A few given observation:-
Timings for sequential execution:-
--transformer.blocks.0.attn.Wqkv: 0.24 seconds
--transformer.blocks.0.attn.out_proj: 0.08 seconds
--transformer.blocks.0.ffn.down_proj: 0.25 seconds
--transformer.blocks.0.ffn.up_proj: 91.95 seconds
Timings for Parallel Execution:
--transformer.blocks.0.attn.Wqkv: 0.21 seconds
--transformer.blocks.0.attn.out_proj: 0.10 seconds
--transformer.blocks.0.ffn.down_proj: 0.22 seconds
--transformer.blocks.0.ffn.up_proj: 3.64 seconds
After a brief brainstroming session we were able to think of the below potential fixes, although very vague but we intend to ideate more in future
- Parallel Execution:-Implement Parallel Packing: Utilize parallel processing for packing layers as shown in the parallel execution code. This can be done using ThreadPoolExecutor to significantly reduce the overall packing time.
-Optimize Data Movement:-Minimize Device Transfers: Evaluate the necessity of moving layers and quantizers to and from the CPU and GPU devices. Reducing the frequency of these transfers or optimizing their execution might help reduce packing time.

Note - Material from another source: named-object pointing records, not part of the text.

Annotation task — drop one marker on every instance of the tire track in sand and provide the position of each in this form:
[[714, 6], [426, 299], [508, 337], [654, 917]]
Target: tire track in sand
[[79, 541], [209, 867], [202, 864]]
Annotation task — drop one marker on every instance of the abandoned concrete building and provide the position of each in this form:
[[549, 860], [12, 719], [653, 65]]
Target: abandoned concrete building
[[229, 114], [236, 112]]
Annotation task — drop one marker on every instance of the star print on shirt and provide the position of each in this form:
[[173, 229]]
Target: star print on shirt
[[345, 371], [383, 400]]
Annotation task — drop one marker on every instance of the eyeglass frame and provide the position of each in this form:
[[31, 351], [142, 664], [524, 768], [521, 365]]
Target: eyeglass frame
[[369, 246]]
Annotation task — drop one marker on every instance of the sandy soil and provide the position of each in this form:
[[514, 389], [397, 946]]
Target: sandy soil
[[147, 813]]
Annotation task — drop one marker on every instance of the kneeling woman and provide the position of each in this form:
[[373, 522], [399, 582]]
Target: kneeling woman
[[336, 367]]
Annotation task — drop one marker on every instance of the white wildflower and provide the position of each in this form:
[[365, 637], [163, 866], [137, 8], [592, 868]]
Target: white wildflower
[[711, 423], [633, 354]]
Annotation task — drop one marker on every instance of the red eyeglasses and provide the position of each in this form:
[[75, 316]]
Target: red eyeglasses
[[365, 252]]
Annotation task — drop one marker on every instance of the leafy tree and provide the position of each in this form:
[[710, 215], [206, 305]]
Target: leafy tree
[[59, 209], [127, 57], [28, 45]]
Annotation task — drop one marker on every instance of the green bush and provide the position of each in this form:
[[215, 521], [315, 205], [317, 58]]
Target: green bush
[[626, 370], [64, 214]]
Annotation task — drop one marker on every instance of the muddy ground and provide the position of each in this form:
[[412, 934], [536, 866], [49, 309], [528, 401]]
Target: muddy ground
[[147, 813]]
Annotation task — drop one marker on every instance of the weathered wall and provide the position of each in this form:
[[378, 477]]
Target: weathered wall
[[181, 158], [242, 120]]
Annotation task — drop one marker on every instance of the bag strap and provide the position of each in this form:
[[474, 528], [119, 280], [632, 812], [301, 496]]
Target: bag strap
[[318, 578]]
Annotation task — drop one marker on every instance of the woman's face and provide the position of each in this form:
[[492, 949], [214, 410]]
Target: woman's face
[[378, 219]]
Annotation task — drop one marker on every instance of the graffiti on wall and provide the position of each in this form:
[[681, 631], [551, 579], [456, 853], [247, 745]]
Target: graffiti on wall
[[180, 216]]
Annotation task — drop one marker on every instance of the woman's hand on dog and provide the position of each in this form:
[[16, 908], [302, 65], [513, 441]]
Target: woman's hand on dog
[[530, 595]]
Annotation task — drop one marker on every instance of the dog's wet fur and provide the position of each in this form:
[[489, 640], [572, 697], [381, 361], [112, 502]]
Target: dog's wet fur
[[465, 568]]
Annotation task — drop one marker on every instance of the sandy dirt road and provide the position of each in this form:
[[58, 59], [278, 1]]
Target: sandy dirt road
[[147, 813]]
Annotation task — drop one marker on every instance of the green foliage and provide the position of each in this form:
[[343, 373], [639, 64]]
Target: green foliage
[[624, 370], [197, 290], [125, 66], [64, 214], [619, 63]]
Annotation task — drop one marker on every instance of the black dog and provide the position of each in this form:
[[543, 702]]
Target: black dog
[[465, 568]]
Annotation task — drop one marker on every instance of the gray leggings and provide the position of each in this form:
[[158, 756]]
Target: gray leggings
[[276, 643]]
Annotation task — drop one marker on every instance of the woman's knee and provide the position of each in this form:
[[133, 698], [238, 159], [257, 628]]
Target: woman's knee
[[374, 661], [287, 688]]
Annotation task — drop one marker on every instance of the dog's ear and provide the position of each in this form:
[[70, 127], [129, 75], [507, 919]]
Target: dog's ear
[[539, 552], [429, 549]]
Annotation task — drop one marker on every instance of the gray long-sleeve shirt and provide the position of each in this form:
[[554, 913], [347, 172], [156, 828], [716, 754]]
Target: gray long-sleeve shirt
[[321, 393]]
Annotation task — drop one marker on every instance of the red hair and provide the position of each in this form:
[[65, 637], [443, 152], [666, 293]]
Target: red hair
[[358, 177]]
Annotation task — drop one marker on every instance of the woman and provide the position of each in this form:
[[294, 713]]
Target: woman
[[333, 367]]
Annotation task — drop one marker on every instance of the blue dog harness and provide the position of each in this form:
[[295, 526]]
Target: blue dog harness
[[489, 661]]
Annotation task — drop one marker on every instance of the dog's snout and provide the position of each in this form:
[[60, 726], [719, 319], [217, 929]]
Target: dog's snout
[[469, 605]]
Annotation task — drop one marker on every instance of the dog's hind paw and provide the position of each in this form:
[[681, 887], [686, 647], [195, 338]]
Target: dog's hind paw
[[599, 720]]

Profile and Identify Bottlenecks:
-Detailed Profiling: Use profiling tools to analyze the packing process in detail. Identifying specific functions or operations that contribute to the delay can help in optimizing those parts of the code.
-Code Optimization: Optimization of the packing code, potentially leveraging techniques like loop unrolling, vectorization, or memory optimization.
-Hardware Analysis: Evaluation of hardware-specific performance characteristics and potential optimizations.